As you build you will tack weld each piece into place; we recommend that you tack each tube lightly and in at least three places at varying distances around each joint. These tacks should be small so that if they need to be cut for a change to be made, they can be cut and ground off easily.
Once we're sure everything fit properly, we welded our two primary tubes to the flanges followed by welding the end pipe to the megaphone. The remaining two primary tubes can be built in a similar fashion though typically everything would be tacked together first prior to final finished welding.
It may be necessary to fully weld one or more tubes on the lakester kit prior to tacking the others if clearances are tight. Also a welding torch with a flexible line (vs. a rigid line) will be much easier in the tight areas to perform the finish welding process. You should also consult the manual for your welder for the proper settings to weld this type of steel as every welder has different parameters. The header tubes themselves are going to be much thinner diameter than the flange or the megaphone and this can cause you to get an incomplete weld or burn through a primary tube if you do not setup your welder appropriately for the task at hand.
Go Old School
Aside from offering headers for a variety of typical small block and big block engines, Hedman hasn’t forgotten that Flathead’s are still cool. The Lakester kit can be built for Ford Flathead engines.

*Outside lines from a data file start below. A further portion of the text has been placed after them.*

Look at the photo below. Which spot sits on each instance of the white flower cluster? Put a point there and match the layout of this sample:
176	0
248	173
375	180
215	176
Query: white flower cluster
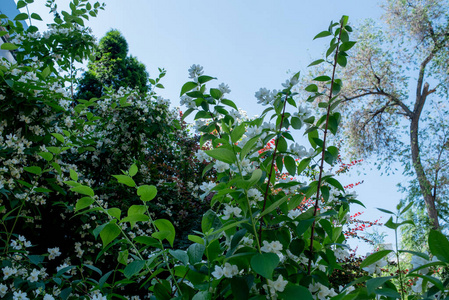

One of the most important steps is test fitting–it’s absolutely vital that you test fit your design each and every step of the way. Every change in length, tack weld, or other variation can change the end result of your project. Prior to finish welding, perform one final test fit on your engine for both sides, don’t just assume because one side fits that the other side will too.
Check for clearance against doors and the body, if you made notes about your desired clearances check those against your outcome. Cycle the suspension and steering as discussed earlier. This is the time to make changes prior to finishing the project. If everything fits perfectly and as expected then you’re ready to finish weld the project and think about your coating options.
Why Build Your Own
It’s no secret that a large number of hours go into the research and development for headers. Cars with fenders aren’t as likely of a candidate as an early coupe or roadster for a project like this. While a pre-built header will offer many advantages in performance and even in sound it may not have that dramatic appearance you’re looking for on an open fendered project. Lewis put it like this, “With a non-fendered, or exposed engine vehicle, like a roadster, your headers are more than just a means of expelling exhaust gasses out the tailpipe. The high-visibility of the headers makes them a focal point on your build, and they will serve the dual purpose of a functional performance part, and automotive jewelry.”
Left: Small Block Ford Right: Small Block Chevy
Building your own headers also offers you the ability to custom fit your exhaust components, taking into account routing issues that may not be addressed by a typical out of the box component. There’s also something to be said about standing back and taking a look at your project and being able to point out one more part that you constructed and installed on your own, that’s unique to your car, and that sets it apart from the others at the next cruise night, show or just a trip down the road.